A Personal Corner

Introduction

I’ve been looking for a Data Analysis job recently and failed to do so. Actually I got several offers for Python Developer position but the work in these companies are quite boring so I left. The fact is Data Science / Data Mining / Machine Learning jobs in the north of Vietnam are quite rare. There are a lot more jobs in this field in Ho Chi Minh city.

With my free time I decided to do some analysis about job market for the last few months in Vietnam. This is written with the main purpose to consolidate my knowledge about exploratory data analysis, so I will not take it very seriously about data source. I wrote some scripts to crawl job data from only one website Vietnamworks.com for the last few months. I tried to get data for the first 5 months of 2016, but it seems Vietnamworks doesn’t show their past data after a specific period. The best I could get is from April. Not much, but this is for fun anyway.

In my last post, I showed you how to crawl job data from Vietnamworks using BeautifulSoup. Scripts used in that post will be reused here, but the scope is a little bit wider (from 26 URLs and several other features).

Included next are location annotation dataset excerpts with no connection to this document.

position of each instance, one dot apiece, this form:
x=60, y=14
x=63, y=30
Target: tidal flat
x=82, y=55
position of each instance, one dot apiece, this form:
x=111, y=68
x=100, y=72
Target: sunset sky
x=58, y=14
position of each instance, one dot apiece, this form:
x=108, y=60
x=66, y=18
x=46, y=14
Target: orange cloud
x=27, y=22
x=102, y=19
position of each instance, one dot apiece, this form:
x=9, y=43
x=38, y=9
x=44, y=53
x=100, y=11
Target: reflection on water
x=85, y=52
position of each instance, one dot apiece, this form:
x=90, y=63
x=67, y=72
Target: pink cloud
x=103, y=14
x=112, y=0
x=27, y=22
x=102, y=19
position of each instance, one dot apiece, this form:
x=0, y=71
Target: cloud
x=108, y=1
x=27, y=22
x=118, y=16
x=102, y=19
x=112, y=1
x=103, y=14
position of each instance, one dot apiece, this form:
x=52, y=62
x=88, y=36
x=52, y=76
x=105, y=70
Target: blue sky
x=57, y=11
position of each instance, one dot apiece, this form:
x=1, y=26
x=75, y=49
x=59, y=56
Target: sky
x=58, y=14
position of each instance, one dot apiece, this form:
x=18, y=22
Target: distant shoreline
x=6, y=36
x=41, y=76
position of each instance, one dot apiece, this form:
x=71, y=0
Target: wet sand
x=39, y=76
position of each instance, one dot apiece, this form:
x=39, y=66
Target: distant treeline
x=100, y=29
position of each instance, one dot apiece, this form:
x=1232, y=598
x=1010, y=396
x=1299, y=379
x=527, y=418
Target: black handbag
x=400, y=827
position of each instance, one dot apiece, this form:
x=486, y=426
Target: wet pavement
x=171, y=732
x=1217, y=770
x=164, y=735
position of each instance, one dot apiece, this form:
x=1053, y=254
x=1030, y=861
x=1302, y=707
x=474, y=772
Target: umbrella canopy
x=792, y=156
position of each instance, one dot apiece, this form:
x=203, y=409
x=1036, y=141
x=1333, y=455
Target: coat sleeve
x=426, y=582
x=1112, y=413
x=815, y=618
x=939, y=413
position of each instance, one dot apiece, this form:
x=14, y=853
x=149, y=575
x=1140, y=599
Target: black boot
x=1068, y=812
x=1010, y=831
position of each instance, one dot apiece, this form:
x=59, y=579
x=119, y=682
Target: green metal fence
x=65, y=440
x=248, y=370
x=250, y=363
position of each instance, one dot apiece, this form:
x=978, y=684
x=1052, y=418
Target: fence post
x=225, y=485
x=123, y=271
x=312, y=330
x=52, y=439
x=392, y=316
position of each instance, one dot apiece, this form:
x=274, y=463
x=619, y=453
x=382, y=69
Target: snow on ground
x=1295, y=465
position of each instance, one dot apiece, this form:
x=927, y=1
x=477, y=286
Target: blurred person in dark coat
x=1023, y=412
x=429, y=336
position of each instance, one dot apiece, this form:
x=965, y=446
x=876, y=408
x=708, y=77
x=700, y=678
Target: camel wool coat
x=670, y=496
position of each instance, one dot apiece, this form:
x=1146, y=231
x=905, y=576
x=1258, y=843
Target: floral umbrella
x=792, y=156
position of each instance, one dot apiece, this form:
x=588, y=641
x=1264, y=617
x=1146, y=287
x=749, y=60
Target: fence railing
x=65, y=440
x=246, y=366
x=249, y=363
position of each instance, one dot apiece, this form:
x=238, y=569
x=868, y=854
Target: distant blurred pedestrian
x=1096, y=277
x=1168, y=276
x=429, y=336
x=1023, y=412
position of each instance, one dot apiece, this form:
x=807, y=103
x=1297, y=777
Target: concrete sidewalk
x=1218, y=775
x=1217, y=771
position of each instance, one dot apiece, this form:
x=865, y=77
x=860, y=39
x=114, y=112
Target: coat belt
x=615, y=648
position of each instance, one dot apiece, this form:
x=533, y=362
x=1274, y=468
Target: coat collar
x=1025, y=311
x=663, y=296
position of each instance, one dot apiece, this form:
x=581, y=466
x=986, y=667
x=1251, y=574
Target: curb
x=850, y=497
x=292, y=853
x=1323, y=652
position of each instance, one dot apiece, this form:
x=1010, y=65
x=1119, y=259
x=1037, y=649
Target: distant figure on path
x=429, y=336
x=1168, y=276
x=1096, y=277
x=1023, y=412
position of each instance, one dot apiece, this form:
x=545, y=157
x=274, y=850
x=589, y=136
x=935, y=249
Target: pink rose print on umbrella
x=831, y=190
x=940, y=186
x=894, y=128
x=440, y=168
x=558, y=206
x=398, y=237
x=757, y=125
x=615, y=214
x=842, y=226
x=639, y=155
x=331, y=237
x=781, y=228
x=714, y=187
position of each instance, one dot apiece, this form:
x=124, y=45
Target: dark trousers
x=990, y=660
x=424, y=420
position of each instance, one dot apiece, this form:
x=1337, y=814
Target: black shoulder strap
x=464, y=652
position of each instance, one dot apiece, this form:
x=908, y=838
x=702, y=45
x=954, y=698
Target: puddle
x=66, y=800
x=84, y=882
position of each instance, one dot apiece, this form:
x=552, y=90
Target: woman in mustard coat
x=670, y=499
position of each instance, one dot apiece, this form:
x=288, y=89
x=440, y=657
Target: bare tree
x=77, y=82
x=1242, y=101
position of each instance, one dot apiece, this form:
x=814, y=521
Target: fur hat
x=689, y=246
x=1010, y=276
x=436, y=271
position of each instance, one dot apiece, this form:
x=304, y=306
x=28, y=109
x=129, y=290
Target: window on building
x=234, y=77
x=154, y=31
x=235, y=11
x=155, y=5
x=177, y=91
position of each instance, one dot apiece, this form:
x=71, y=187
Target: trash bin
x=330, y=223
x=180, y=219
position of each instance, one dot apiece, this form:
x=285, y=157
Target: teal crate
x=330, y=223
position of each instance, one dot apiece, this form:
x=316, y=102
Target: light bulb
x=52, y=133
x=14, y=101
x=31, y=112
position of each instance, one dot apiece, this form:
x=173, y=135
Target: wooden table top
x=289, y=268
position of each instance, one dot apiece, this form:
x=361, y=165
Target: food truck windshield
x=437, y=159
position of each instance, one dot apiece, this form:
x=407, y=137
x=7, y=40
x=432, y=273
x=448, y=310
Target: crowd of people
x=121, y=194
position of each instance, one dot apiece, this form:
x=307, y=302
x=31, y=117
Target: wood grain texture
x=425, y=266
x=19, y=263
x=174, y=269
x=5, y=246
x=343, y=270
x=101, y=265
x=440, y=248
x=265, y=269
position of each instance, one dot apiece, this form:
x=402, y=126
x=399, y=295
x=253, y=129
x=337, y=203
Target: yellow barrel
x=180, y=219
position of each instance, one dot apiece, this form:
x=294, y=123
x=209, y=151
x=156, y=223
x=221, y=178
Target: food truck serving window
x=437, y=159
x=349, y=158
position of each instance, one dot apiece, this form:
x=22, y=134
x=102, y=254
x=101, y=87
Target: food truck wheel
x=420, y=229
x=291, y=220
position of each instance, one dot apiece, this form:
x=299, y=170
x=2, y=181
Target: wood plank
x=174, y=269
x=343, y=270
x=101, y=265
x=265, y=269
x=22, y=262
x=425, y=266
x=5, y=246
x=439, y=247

This post will focus on scaping data for IT jobs, but you can change the base URL to work with any other kind of job you want. Just go to Vietnamworks, use the website’s filter to select the job categories you want to play with, and get the base URL and assign it to the base_url variable in get_all_urls() method.

Note: You can view this blog article directly in IPython notebook format here.

Package requirements:

If you do not have those packages installed on your system, please do so before continue:

Python 2.7
beautifulsoup4
matplotlib
seaborn
pandas

# Imports & Settings

# Make sure packages in my virtual environment are included
import sys
sys.path.append('/home/hoanvu/anaconda2/envs/ds/lib/python2.7/site-packages/')

import requests
import pickle
import pandas as pd
import matplotlib.pyplot as plt
import seaborn as sns

from bs4 import BeautifulSoup
from collections import Counter, defaultdict
from datetime import datetime

%pylab inline
sns.set_context('poster')

# No of URLs to crawl from Vietnamworks
MAX_PAGE = 27

Populating the interactive namespace from numpy and matplotlib


WARNING: pylab import has clobbered these variables: ['datetime']
`%matplotlib` prevents importing * from pylab and numpy

Next, we will write a method to get all URLs for the job categories of your choice.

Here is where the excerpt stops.